Malgré sa croissance au ralenti, la Chine promet 60 milliards de dollars "d'aide" à l'Afrique

Par latribune.fr  |   |  504  mots
Par ailleurs, plus d'un million de travailleurs chinois sont sur le continent et, selon la Banque Mondiale, plus de 2.200 entreprises chinoises sont présentes en Afrique subsaharienne. (Crédits : Reuters)
Alors que le ralentissement de la croissance chinoise et la baisse des investissements de Pékin en Afrique suscitent des inquiétudes, Xi Jinping a annoncé la création d'un fonds de développement destiné notamment à l'agriculture, à l'industrialisation et au développement vert du continent, lors du sommet sino-africain de Johannesburg, vendredi.

La Chine compte toujours miser massivement sur le continent africain. Le président chinois Xi Jinping a promis vendredi 60 milliards de dollars d'aide à l'Afrique", principalement sous forme de prêts (5 milliards de prêts à taux zéro et 35 milliards de prêts à taux préférentiels) à l'occasion du sommet sino-africain qui se tient à Johannesburg jusqu'à samedi, réunissant une quarantaine de chefs d'Etats africains.

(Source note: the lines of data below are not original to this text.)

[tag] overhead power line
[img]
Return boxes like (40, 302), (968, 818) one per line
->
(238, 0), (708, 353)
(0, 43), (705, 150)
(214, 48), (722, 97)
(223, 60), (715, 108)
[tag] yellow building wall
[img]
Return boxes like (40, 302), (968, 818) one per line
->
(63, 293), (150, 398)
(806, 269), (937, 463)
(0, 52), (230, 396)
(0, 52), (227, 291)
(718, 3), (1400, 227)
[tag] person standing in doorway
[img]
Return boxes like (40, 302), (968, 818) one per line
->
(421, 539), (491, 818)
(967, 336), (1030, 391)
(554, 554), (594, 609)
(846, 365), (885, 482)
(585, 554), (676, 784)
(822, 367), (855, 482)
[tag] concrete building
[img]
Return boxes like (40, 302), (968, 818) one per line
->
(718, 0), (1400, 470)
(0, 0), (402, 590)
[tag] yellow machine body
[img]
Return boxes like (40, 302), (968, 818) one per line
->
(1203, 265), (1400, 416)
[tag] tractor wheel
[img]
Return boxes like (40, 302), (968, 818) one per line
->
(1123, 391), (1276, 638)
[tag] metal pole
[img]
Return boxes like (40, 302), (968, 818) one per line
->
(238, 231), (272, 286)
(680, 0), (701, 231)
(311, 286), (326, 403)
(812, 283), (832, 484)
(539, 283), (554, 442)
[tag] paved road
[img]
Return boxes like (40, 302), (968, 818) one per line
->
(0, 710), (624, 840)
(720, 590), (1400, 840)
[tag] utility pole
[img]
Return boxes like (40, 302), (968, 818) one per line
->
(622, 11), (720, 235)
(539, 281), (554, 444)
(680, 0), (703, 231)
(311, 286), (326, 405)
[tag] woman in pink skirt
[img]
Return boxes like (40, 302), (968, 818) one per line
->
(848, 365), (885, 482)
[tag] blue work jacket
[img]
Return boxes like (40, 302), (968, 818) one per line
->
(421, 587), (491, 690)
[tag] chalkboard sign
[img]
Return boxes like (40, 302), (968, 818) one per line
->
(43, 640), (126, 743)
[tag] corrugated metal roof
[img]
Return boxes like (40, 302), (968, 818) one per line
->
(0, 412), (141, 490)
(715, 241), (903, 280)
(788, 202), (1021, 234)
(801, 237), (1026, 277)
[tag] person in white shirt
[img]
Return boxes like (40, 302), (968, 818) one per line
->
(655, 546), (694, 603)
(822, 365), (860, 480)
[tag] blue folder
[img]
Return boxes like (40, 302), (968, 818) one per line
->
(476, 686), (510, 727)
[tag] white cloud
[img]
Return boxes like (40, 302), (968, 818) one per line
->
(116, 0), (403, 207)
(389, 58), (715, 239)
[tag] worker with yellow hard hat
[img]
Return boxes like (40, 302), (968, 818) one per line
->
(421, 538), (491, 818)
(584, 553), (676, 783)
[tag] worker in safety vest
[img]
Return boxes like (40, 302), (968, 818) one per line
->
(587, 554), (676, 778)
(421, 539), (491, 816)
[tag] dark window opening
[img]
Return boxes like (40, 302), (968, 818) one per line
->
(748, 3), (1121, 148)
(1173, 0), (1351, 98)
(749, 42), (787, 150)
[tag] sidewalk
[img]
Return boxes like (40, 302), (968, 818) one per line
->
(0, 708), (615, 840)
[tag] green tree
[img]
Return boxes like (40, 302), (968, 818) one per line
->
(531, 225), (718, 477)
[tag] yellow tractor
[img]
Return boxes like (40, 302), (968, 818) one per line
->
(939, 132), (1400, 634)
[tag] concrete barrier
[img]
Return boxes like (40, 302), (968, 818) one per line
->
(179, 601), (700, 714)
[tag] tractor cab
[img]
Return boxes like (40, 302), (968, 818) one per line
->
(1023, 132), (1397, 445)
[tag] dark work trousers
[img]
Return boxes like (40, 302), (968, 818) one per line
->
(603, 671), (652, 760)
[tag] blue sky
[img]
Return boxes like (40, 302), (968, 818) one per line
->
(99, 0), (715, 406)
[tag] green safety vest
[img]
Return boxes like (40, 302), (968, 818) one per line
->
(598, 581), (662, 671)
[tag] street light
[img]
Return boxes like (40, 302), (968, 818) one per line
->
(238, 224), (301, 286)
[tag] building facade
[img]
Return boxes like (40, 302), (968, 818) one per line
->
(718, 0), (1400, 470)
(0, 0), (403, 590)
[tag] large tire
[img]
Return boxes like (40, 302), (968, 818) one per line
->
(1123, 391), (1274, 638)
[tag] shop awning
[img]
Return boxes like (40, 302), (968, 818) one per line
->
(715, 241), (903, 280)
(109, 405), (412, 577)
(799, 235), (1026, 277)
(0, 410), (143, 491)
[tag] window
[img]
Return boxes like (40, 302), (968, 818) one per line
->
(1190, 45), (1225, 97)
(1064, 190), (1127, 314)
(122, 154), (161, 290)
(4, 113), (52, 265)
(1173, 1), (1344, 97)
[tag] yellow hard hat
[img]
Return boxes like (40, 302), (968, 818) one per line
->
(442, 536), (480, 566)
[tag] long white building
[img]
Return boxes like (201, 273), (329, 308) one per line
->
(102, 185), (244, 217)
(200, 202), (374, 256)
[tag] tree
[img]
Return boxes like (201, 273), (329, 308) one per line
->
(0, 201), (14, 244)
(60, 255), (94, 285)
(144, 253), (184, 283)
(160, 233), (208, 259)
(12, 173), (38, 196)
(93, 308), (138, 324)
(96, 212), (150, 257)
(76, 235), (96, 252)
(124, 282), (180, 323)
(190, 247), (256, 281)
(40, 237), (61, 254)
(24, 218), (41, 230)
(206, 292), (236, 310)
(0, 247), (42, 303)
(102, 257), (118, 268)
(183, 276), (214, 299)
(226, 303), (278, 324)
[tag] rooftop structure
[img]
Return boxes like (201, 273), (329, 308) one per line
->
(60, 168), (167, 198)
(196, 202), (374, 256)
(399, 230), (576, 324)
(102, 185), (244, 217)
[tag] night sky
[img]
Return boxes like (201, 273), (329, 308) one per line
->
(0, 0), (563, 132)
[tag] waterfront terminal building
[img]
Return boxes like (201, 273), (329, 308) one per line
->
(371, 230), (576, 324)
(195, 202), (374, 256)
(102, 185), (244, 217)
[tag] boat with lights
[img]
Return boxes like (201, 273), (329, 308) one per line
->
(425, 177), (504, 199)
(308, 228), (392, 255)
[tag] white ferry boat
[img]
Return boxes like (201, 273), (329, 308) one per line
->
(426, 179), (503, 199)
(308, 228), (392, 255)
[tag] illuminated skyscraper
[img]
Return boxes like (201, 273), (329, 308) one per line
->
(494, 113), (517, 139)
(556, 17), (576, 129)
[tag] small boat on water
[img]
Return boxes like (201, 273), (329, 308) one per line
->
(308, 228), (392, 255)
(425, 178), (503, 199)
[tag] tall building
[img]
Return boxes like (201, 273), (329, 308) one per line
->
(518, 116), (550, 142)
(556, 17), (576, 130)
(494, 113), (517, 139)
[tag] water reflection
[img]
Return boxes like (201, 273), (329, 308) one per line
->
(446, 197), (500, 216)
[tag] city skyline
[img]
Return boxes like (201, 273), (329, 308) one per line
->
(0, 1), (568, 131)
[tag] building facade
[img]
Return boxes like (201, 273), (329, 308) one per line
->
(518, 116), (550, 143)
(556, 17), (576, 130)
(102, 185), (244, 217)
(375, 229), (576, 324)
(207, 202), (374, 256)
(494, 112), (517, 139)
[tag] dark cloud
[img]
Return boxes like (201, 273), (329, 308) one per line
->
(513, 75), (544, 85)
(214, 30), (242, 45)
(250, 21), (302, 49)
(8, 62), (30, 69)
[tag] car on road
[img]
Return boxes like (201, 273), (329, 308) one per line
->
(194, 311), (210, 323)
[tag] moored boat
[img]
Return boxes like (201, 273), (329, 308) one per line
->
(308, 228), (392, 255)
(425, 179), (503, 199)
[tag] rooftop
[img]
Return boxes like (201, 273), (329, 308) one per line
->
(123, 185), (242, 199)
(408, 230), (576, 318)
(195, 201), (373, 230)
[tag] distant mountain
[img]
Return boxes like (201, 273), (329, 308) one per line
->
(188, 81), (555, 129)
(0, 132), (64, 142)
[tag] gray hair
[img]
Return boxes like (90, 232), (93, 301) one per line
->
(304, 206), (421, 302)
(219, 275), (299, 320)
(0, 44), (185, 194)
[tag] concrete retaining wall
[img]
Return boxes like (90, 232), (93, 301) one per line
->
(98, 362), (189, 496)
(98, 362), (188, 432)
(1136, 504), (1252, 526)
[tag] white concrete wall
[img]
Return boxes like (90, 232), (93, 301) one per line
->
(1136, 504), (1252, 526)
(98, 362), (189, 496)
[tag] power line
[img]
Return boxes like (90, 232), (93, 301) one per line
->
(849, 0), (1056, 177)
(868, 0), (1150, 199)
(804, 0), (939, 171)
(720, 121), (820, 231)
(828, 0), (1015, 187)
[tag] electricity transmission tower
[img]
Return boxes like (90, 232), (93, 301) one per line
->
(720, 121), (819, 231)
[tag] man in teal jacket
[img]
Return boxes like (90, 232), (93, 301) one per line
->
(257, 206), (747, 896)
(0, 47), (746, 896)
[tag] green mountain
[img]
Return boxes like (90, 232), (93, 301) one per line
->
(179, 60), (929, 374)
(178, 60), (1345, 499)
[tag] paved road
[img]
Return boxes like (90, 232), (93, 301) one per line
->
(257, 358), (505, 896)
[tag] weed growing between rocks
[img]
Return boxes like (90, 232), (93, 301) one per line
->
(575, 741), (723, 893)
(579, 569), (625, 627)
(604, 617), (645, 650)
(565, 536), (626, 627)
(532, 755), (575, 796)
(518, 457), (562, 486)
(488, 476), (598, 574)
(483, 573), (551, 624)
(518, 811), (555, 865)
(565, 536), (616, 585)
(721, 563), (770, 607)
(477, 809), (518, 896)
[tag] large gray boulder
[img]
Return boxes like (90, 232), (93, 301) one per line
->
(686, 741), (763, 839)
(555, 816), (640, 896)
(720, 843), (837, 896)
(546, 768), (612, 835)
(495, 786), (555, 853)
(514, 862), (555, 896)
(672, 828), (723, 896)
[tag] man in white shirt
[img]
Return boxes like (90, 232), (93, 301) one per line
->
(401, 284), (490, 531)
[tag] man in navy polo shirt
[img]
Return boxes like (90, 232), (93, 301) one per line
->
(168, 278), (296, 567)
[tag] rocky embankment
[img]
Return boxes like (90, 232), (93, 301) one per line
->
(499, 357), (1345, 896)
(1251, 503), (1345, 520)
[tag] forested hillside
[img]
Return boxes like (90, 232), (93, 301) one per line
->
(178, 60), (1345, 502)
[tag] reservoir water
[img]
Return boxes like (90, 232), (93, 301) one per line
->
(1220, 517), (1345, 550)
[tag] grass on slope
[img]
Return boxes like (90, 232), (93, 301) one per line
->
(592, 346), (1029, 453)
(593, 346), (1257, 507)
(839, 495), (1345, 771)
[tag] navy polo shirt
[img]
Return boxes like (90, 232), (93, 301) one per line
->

La somme distribuée dans un fond de développement doit permettre de financer dix plans de coopération sur trois ans, notamment dans l'agriculture, l'industrialisation, de la réduction de la pauvreté, de la santé, de la culture, de la sécurité, de la protection de la nature ou encore du développement vert.

Dans le cadre d'un programme de "partenariat industriel", le président chinois a aussi annoncé la formation en Afrique de 200.000 techniciens et en Chine de 40.000 Africains. Pékin s'est ainsi engagé à "mettre en œuvre 100 projets d'énergie propre, de protection de la faune et de la flore ou encore de développement agricole respectueux de l'environnement".

Dettes effacées

Et en dépit du ralentissement de l'économie chinoise - une croissance à 7% est espérée par les dirigeants chinois à la fin de l'année, contre 7,4% en 2014 -, Xi Jinping a précisé que son pays allait accentuer ses investissements dans les industries manufacturières africaines tournées vers l'exportation et aider à la construction de routes, de ports et de liaisons ferroviaires.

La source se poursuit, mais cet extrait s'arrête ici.